La historia de Monsieur Pain se desarrolla, pues, en París, donde una amiga de Georgette, la mujer de César Vallejo, contrata a un curandero para que trate de hacer algo por el poeta, quien agoniza en un hospital. El personaje, Pierre Pain (Pedro Pan, en francés: "Un hombre pasa con un pan al hombro / ¿Voy a escribir después sobre mi doble?", comienza un poema de Vallejo), se ve desde ese momento envuelto en una intriga que le desborda, porque, coincidiendo con ese encargo, otros le piden que se desentienda de un caso para el que la medicina convencional no tiene paliativo: "Todos los órganos [de Vallejo] son nuevos. ¡Ojalá que encontráramos uno en mal estado! Veo que este hombre se muere, pero no sé de qué", reconoce el médico como diagnóstico de un mal que por todo síntoma produce un hipo que tiene a Vallejo postrado y moribundo en la cama. Ese hipo adquiere la importancia de un símbolo, símbolo del misterio de la obra vallejiana y de su autor ("el pozo que era Vallejo"), que el mesmerizador Pain consigue sacar del cuerpo del poeta para que lo habite a él, como un eco que se perpetuara en un recinto más allá de la voz.

La poesía está presente en la obra narrativa de Bolaño o, mejor dicho, los poetas desempeñan un papel en sus ficciones.

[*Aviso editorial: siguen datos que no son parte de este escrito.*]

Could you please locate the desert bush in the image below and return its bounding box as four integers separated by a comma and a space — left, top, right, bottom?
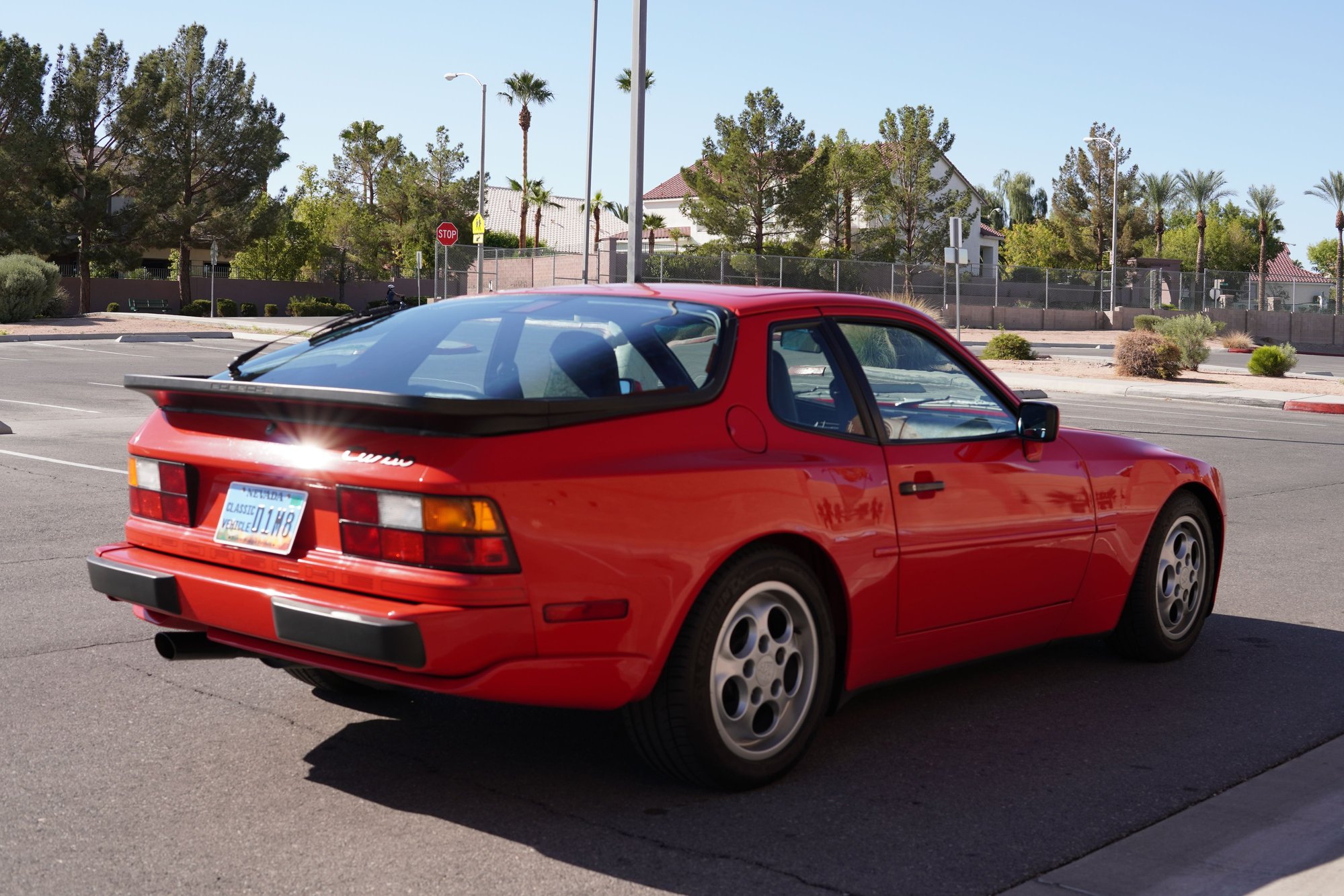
1114, 329, 1181, 380
980, 324, 1036, 362
1156, 315, 1222, 371
1246, 343, 1297, 376
0, 255, 65, 324
840, 324, 896, 367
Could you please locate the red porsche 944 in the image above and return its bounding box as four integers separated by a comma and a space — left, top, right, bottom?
89, 285, 1224, 787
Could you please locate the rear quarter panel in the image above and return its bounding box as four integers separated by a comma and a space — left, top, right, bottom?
1060, 429, 1226, 637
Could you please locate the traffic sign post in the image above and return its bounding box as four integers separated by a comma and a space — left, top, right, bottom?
942, 218, 966, 343
208, 239, 219, 317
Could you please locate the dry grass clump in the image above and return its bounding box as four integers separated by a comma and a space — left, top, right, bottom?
876, 293, 943, 324
1114, 331, 1181, 380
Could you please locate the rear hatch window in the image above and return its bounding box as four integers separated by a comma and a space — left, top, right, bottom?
228, 294, 728, 410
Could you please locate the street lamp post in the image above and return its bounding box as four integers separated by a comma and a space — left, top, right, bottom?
584, 0, 596, 284
1083, 137, 1119, 315
444, 71, 485, 296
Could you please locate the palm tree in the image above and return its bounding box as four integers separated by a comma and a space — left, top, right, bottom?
500, 70, 555, 249
1138, 171, 1180, 258
580, 190, 625, 253
1306, 171, 1344, 315
526, 177, 561, 249
1176, 168, 1236, 274
644, 215, 668, 255
1246, 184, 1283, 311
616, 69, 654, 93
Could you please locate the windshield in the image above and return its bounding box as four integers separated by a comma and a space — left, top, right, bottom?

Pero hasta ahora no habíamos leído, salvo algún adelanto en la prensa, poesía suya. Los perros románticos muestra cómo su concepto de la lírica tiene que ver con sus relatos, no sólo por su carga narrativa, sino también porque le otorga a aquélla una función exploratoria de un camino que lleva al núcleo de la vida desfigurada de sus fábulas, de la vida alterada por el desarraigo, de la intemperie que cuartea las visiones del alma: "El camino de los perros, allí donde no quiere ir nadie. / Un camino que sólo recorren los poetas / cuando ya no les queda nada por hacer". Él es, como sus personajes, un sabueso que sigue ese camino de la lírica, a la que, por apartarse de todo manierismo, entra como un asilvestrado que desprecia a conciencia las reglas que conoce de sobra. Sus versos azotan y muerden, como los de Vallejo, y se hacen cargo, con un lenguaje franco, a veces testimonial, de las tristes, salvajes historias de su desarraigo, los sueños rotos y el joven impulso sofocado. Representan un ejemplo de la poesía realvisceralista de la que eran adeptos los personajes de Los detectives salvajes, una poesía heredera del antirretoricismo de su compatriota, Nicolás Parra, como apunta Pere Gimferrer en el prólogo de Los perros románticos. Con todo, su imaginación expresionista, su inteligencia para elevar a imágenes definitivas la sustancia del sueño y su intuición para conducir la ansiedad de sus personajes hasta el recogimiento del lector encuentran un cauce más natural en su prosa que en su poesía.